Make scalar and array handling for array_has consistent #13683

Kimahriman · 2024-12-07T14:01:08Z

Which issue does this PR close?

Rationale for this change

Makes null handling for array_has consistent across scalars and arrays, and makes the behavior similar to other systems such as Postgres and Spark.

What changes are included in this PR?

Updates both scalar and array handling for array_has to return null if any element on the left hand side is null and the right side is not found. This is the behavior defined by Postgres, and used by Spark as well, not sure what other database systems use:

If the array expression yields a null array, the result of ANY will be null. If the left-hand expression yields null, the result of ANY is ordinarily null (though a non-strict comparison operator could possibly yield a different result). Also, if the right-hand array contains any null elements and no true comparison result is obtained, the result of ANY will be null, not false (again, assuming a strict comparison operator). This is in accordance with SQL's normal rules for Boolean combinations of null values.

https://www.postgresql.org/docs/current/functions-comparisons.html#FUNCTIONS-COMPARISONS-ANY-SOME

Are these changes tested?

Tests are added and updated to accommodate the changes.

Are there any user-facing changes?

Slight behavior change for both scalar and array handling of array_has, which was already inconsistent.

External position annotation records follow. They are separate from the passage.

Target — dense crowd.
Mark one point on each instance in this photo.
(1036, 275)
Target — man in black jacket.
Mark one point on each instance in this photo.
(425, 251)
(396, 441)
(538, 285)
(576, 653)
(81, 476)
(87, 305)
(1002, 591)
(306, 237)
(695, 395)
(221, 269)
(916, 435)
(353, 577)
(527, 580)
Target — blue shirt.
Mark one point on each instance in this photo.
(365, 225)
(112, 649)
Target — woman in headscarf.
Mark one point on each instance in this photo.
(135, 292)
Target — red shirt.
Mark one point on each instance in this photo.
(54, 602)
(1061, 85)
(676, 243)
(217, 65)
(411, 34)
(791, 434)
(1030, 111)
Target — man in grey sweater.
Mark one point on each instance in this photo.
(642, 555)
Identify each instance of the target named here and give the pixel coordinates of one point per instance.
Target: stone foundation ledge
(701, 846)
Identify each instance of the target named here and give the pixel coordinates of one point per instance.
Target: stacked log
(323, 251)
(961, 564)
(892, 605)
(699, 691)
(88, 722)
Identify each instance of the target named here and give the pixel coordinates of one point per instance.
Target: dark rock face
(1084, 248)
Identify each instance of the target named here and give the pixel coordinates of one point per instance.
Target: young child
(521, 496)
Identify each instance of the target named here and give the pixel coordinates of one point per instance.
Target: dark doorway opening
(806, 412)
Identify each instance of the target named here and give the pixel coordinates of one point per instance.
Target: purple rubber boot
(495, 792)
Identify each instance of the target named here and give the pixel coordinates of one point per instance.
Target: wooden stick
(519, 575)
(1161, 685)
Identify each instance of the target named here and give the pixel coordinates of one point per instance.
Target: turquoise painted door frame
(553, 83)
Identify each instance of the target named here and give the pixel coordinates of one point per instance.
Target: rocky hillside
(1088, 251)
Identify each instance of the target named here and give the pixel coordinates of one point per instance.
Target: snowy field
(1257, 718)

alamb · 2024-12-07T20:19:41Z

datafusion/functions-nested/src/array_has.rs

@@ -215,7 +215,11 @@ fn array_has_dispatch_for_array<O: OffsetSizeTrait>(
        let needle_row = Scalar::new(needle.slice(i, 1));
        let eq_array = compare_with_eq(&arr, &needle_row, is_nested)?;
        let is_contained = eq_array.true_count() > 0;
-        boolean_builder.append_value(is_contained)
+        if is_contained || eq_array.null_count() == 0 {


I am surprised this isn't

Suggested change

if is_contained || eq_array.null_count() == 0 {

if is_contained && eq_array.null_count() == 0 {

I thought if the eq_array is null that means there was at least one comparison that is not known 🤔

The semantics are basically:

if the element is contained, return true

otherwise if there is a null value in the array, return null

otherwise return false

So nulls don't matter if there's match, it only matters if there's no match

alamb

Thank you for this PR @Kimahriman

I have a question

This is the behavior defined by Postgres, and used by Spark as well, not sure what other database systems use:

I think that is the right set of target systems.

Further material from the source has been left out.